IForest

ikpykit.anomaly.IForest ¶

IForest(
    n_estimators=100,
    max_samples="auto",
    contamination=0.1,
    max_features=1.0,
    bootstrap=False,
    n_jobs=1,
    random_state=None,
    verbose=0,
)

Bases: OutlierMixin, BaseEstimator

Wrapper of scikit-learn Isolation Forest for anomaly detection.

The IsolationForest 'isolates' observations by randomly selecting a feature and then randomly selecting a split value between the maximum and minimum values of the selected feature.

Since recursive partitioning can be represented by a tree structure, the number of splittings required to isolate a sample is equivalent to the path length from the root node to the terminating node.

This path length, averaged over a forest of such random trees, is a measure of normality and our decision function. Random partitioning produces noticeably shorter paths for anomalies. Hence, when a forest of random trees collectively produce shorter path lengths for particular samples, they are highly likely to be anomalies.

Parameters:

Name	Type	Description	Default
`n_estimators`	`int`	The number of base estimators (trees) in the ensemble.	`100`
`max_samples`	`int or float`	The number of samples to draw from X to train each base estimator. - If int, then draw `max_samples` samples. - If float, then draw `max_samples * X.shape[0]` samples. - If "auto", then `max_samples=min(256, n_samples)`.	`"auto"`
`contamination`	`float or auto`	The proportion of outliers in the data set. Used to define the threshold on the scores of the samples. - If 'auto', the threshold is determined as in the original paper. - If float, the contamination should be in the range (0, 0.5].	`0.1`
`max_features`	`int or float`	The number of features to draw from X to train each base estimator. - If int, then draw `max_features` features. - If float, then draw `max_features * X.shape[1]` features.	`1.0`
`bootstrap`	`bool`	If True, individual trees are fit on random subsets of the training data sampled with replacement. If False, sampling without replacement is performed.	`False`
`n_jobs`	`int`	The number of jobs to run in parallel for both `fit` and `predict`. If -1, then the number of jobs is set to the number of cores.	`1`
`random_state`	`int, RandomState instance or None`	Controls the pseudo-randomness of the selection of the feature and split values for each branching step and each tree in the forest. Pass an int for reproducible results across multiple function calls.	`None`
`verbose`	`int`	Controls the verbosity of the tree building process.	`0`

Attributes:

Name	Type	Description
`detector_`	`IsolationForest`	The underlying scikit-learn IsolationForest object.
`is_fitted_`	`bool`	Indicates whether the estimator has been fitted.

References

.. [1] Liu, F. T., Ting, K. M., & Zhou, Z. H. (2008, December). "Isolation forest." In 2008 Eighth IEEE International Conference on Data Mining (pp. 413-422). IEEE.

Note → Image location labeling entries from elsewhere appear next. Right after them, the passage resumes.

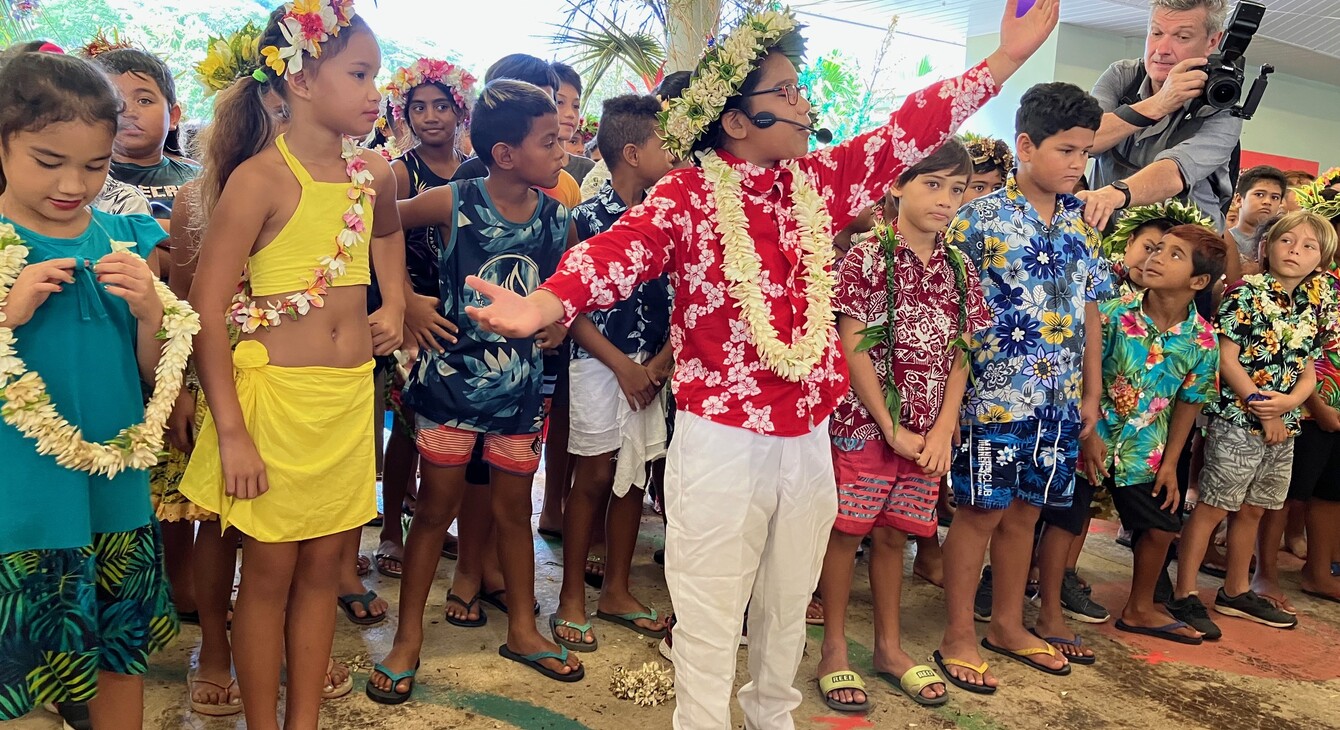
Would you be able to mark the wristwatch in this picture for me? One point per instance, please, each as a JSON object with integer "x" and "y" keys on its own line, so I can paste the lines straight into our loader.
{"x": 1126, "y": 190}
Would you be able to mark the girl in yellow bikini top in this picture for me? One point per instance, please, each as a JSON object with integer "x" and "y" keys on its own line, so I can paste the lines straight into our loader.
{"x": 323, "y": 244}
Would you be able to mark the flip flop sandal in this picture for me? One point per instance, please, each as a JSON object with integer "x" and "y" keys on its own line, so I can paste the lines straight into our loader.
{"x": 594, "y": 580}
{"x": 383, "y": 559}
{"x": 390, "y": 697}
{"x": 220, "y": 710}
{"x": 1321, "y": 596}
{"x": 338, "y": 690}
{"x": 1023, "y": 657}
{"x": 844, "y": 679}
{"x": 914, "y": 681}
{"x": 555, "y": 622}
{"x": 533, "y": 662}
{"x": 1166, "y": 632}
{"x": 1076, "y": 643}
{"x": 347, "y": 602}
{"x": 468, "y": 606}
{"x": 962, "y": 685}
{"x": 629, "y": 620}
{"x": 497, "y": 599}
{"x": 814, "y": 602}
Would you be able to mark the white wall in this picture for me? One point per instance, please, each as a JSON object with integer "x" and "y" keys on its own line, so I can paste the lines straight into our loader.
{"x": 1297, "y": 117}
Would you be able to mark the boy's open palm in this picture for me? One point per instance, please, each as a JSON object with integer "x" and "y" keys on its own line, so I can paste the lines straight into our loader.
{"x": 508, "y": 312}
{"x": 129, "y": 277}
{"x": 1023, "y": 36}
{"x": 32, "y": 287}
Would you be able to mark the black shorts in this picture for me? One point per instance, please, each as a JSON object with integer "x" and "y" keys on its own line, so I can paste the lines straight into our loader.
{"x": 1071, "y": 519}
{"x": 1141, "y": 511}
{"x": 1316, "y": 465}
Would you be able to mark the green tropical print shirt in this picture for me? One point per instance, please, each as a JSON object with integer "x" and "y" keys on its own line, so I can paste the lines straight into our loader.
{"x": 1145, "y": 373}
{"x": 1277, "y": 334}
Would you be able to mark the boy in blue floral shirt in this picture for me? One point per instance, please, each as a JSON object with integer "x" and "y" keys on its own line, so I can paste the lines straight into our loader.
{"x": 1269, "y": 336}
{"x": 1043, "y": 273}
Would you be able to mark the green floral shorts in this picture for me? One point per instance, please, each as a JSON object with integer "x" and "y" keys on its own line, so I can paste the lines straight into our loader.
{"x": 69, "y": 614}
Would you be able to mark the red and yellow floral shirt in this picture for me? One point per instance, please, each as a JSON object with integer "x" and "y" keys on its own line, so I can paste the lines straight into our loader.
{"x": 718, "y": 374}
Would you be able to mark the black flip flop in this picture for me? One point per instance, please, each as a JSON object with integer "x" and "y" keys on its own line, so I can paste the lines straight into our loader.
{"x": 1165, "y": 632}
{"x": 533, "y": 662}
{"x": 468, "y": 607}
{"x": 347, "y": 602}
{"x": 1076, "y": 643}
{"x": 1024, "y": 658}
{"x": 966, "y": 686}
{"x": 497, "y": 599}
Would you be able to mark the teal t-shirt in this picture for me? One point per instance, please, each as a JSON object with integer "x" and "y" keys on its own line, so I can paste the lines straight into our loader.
{"x": 82, "y": 342}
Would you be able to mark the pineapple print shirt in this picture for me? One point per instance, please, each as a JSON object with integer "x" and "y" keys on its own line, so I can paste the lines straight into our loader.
{"x": 1277, "y": 334}
{"x": 1145, "y": 373}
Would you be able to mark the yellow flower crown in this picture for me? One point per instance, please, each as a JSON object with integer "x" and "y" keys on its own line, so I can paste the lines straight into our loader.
{"x": 718, "y": 77}
{"x": 306, "y": 26}
{"x": 1311, "y": 198}
{"x": 229, "y": 58}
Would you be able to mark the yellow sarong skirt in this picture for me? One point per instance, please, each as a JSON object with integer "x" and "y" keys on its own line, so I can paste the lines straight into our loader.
{"x": 314, "y": 430}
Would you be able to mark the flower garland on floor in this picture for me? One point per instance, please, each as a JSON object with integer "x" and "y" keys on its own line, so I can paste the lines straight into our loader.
{"x": 887, "y": 332}
{"x": 744, "y": 268}
{"x": 26, "y": 405}
{"x": 251, "y": 316}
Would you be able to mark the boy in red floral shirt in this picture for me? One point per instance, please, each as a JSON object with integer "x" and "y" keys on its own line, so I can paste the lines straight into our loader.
{"x": 747, "y": 240}
{"x": 903, "y": 299}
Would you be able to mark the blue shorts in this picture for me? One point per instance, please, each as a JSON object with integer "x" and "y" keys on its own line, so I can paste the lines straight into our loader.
{"x": 1025, "y": 460}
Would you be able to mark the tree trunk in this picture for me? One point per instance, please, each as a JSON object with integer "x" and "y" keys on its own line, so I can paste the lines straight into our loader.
{"x": 692, "y": 23}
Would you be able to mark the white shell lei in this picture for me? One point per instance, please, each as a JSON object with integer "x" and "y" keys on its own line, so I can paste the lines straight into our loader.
{"x": 26, "y": 405}
{"x": 744, "y": 268}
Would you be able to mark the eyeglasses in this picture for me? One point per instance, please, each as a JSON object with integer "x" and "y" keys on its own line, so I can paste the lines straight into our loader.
{"x": 793, "y": 91}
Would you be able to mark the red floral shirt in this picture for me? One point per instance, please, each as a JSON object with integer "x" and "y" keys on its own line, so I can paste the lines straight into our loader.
{"x": 926, "y": 320}
{"x": 718, "y": 374}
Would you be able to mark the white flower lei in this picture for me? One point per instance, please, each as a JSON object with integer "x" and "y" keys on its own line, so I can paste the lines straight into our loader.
{"x": 744, "y": 268}
{"x": 26, "y": 405}
{"x": 718, "y": 77}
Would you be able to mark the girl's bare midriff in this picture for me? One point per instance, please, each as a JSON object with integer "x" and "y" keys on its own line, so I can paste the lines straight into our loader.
{"x": 335, "y": 335}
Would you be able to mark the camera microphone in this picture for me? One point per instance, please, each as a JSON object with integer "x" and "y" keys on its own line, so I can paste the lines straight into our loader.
{"x": 765, "y": 119}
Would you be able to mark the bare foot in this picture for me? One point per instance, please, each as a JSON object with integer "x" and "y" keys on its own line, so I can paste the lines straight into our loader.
{"x": 968, "y": 654}
{"x": 834, "y": 658}
{"x": 897, "y": 662}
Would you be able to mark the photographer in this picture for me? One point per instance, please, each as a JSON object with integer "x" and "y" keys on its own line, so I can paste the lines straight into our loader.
{"x": 1155, "y": 142}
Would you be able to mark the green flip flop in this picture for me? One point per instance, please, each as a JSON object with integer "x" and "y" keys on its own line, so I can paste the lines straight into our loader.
{"x": 555, "y": 622}
{"x": 629, "y": 620}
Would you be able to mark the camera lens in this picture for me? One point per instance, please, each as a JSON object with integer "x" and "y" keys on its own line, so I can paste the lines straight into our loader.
{"x": 1224, "y": 93}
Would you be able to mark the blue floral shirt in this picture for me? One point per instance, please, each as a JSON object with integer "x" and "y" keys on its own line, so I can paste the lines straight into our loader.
{"x": 1037, "y": 275}
{"x": 642, "y": 322}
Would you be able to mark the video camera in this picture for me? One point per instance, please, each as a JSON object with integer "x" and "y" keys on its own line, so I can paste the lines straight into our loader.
{"x": 1226, "y": 67}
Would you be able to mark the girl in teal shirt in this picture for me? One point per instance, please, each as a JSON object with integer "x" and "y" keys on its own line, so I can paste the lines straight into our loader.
{"x": 83, "y": 599}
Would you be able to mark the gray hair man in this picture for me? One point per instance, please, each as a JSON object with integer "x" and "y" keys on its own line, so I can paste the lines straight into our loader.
{"x": 1154, "y": 143}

.. [2] Liu, F. T., Ting, K. M., & Zhou, Z. H. (2012). "Isolation-based anomaly detection." ACM Transactions on Knowledge Discovery from Data (TKDD), 6(1), 1-39.

Examples:

>>> from ikpykit.anomaly import IForest
>>> import numpy as np
>>> X = np.array([[-1.1, 0.2], [0.3, 0.5], [0.5, 1.1], [100, 90]])
>>> clf = IForest(contamination=0.25).fit(X)
>>> clf.predict([[0.1, 0.3], [0, 0.7], [90, 85]])
array([ 1,  1, -1])

Source code in ikpykit/anomaly/_iforest.py

def __init__(
    self,
    n_estimators=100,
    max_samples="auto",
    contamination=0.1,
    max_features=1.0,
    bootstrap=False,
    n_jobs=1,
    random_state=None,
    verbose=0,
):
    self.contamination = contamination
    self.n_estimators = n_estimators
    self.max_samples = max_samples
    self.max_features = max_features
    self.bootstrap = bootstrap
    self.n_jobs = n_jobs
    self.random_state = random_state
    self.verbose = verbose

fit ¶

fit(X, y=None)

Fit the isolation forest model.

Parameters:

Name	Type	Description	Default
`X`	`array-like of shape (n_samples, n_features)`	The input samples. Use `dtype=np.float32` for maximum efficiency.	required
`y`	`Ignored`	Not used, present for API consistency by convention.	`None`

Returns:

Name	Type	Description
`self`	`object`	Fitted estimator.

Source code in ikpykit/anomaly/_iforest.py

def fit(self, X, y=None):
    """
    Fit the isolation forest model.

    Parameters
    ----------
    X : array-like of shape (n_samples, n_features)
        The input samples. Use ``dtype=np.float32`` for maximum
        efficiency.

    y : Ignored
        Not used, present for API consistency by convention.

    Returns
    -------
    self : object
        Fitted estimator.
    """
    # Check data
    X = check_array(X, accept_sparse=False)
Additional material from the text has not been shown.